Market Basket Analysis algorithm can be personalized according to users’ needs. To boost sales, supermarkets are aiming to make the store more customer-friendly. Now business users can deeply explore the effectiveness of marketing and campaigns.
Marketing and sales organizations across several industries are looking to evaluate, understand, and forecast purchase behavior towards achieving goals to reduce customer agitation and maximize customer lifetime value (CLV). Selling extra products and services to existing customers over their lifetime is crucial for optimizing revenues and profitability. Market Basket Analysis association rules identify the products and services that customers usually purchase together, allowing organizations to offer and promote the right products to the right customers.
To execute this complex use-case Apache Spark is the best resolution that provides a simplified framework to handle various use-cases. Machine learning algorithms are used to develop Market Basket Analysis. Apache Spark offers MLlib which is a powerful machine learning library. Spark run iterative algorithm very efficiently.
Customer Churn Analysis
Churn analysis is the calculation of the rate of wear and tear in the customer base of several companies. It involves identifying those consumers who are most likely to withdraw from using your service or product.
Losing the customer is not enjoyed by any industry. In today’s market, all the customer-facing industries are facing the issue of customer churn due to a huge opposition in the market. Industries like Retail, Telecom, Banks, etc. are facing this issue rigorously.
The best way to manage these issues will be to forecast the subscribers who are likely to churn, well in advance so that businesses can take required measures to alleviate it and gain the customers.
The industries are involved in finding the root cause of customer churn; they want to know why the customer is departing them and which is the biggest factor. To find out the root cause of Customer churn companies need to evaluate the following data. This data might vary from TBs to PBs
· Companies need to go through billions of customer complaints which are stored for years and get them solved instantly.

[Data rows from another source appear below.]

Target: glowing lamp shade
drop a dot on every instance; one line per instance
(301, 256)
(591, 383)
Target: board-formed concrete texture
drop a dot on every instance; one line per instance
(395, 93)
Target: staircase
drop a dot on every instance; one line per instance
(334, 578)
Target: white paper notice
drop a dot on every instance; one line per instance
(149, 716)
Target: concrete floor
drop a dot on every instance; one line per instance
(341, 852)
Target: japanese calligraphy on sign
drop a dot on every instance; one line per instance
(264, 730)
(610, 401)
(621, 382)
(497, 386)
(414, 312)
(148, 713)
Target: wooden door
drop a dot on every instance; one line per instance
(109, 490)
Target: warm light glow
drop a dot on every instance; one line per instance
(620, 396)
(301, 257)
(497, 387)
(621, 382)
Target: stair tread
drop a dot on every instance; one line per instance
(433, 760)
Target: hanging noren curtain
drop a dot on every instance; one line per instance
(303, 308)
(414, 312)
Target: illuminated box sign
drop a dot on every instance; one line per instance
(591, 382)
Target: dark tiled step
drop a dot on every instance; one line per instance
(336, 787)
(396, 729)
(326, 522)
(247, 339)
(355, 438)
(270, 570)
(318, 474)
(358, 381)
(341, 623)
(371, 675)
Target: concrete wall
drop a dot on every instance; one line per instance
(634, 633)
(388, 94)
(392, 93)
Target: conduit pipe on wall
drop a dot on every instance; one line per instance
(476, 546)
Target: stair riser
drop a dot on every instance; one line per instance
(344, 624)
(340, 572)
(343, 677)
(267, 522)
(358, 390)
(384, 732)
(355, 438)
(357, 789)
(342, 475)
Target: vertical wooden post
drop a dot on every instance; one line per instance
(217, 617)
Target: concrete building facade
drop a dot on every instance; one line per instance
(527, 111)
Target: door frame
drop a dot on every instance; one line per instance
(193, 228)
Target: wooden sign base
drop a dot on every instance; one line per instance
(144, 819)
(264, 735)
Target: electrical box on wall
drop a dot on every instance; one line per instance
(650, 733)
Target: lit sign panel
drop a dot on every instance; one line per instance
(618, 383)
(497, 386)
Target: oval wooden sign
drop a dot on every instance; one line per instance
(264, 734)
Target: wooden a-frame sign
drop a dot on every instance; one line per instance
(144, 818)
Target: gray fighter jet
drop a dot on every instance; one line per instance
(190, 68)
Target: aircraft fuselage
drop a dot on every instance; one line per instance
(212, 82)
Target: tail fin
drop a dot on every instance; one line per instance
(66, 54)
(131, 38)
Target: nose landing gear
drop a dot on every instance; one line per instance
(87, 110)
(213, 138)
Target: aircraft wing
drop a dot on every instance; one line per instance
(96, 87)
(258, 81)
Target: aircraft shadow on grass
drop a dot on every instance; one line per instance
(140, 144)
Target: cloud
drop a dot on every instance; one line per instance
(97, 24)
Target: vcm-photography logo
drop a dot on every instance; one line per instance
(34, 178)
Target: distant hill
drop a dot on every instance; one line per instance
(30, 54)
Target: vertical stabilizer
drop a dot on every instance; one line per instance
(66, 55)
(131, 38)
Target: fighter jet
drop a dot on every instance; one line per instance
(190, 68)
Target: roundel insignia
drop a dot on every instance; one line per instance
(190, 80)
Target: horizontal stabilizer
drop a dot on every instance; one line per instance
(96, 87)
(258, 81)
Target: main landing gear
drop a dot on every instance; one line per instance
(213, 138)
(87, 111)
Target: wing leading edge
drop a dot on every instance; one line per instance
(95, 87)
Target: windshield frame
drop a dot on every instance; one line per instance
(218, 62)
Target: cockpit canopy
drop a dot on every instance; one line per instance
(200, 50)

· Data from social media, where users write their opinions about the product they are using from which companies can identify if customers are satisfied with their products or not.
Let’s consider an example of Call Centre Analysis. Here the data used is Call records and Transactional data. Many banks are adding this call center data with their transactional data warehouse to reduce churn, and increase sales, customer monitoring alerts, and scam detection.
Apache Flink suggests an opportunity to tap into the many internal and external customer interaction and behavioral data points to detect, measure, and improve the desired but deceptive objective of consistent and rewarding Customer Experience success.